When I was asked this very question, the conviction didn’t come from the fact that I had no answers. I knew the answers, well, sort of. The conviction came from the fact that I felt as though I weren’t doing enough. As though I were just idling through life, and not really doing much of anything.

This question caused me to backtrack over the last few years of my life, and in doing that I realized that even though most of the things I do are of great purpose, there was nothing that really stood out as a simple answer. It prompted me to begin diving deep to figure out what actually empowers me the most, although I am still unable to narrow it down to one particular thing.

Here is what I came up with:

1.) Being a leader, teaching, helping others succeed.

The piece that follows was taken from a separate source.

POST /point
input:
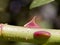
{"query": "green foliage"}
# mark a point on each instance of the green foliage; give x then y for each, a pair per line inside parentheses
(37, 3)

Wether it be parenting, helping friends with personal issues, passing along useful knowledge, coaching a team etc., I am passionate about leading.

2.) Setting goals and aggressively working to obtain them. (I had them set but was still just sitting on my butt watching other ships roll in and out, making excuses and extending deadlines)

3.) Being Independent both in thought and in actions. Knowing that my children see this and are taught to be this way, empowers me.

4.) Challenging others and being challenged by others. It makes you dig deep and do a self check with no other option than to learn more about yourself. That empowers me!

5.) Prayer!!!! God gives strength like no other. For those that do not believe and have never experienced the joy and peace he gives, I am sorry. I hope that someday you crave it and get a taste for it. He is real! I promise!

6.) Positive people!!! I love positive people! And typically I am a positive person. However, I know that if I am around negative energy it drags me to the ground. I can’t be around it. It is like cancer!

7.) Knowledge!!! When I gain knowledge about anything it empowers me! I feel a need to spread the news so to speak. Knowledge is power!

I still didn’t come up with an answer to blow anyone’s mind away, however, the point was to challenge you to think. What empowers you? What are you doing to make this world a better place? What do you dream of doing that you haven’t had the motivation to set out and achieve?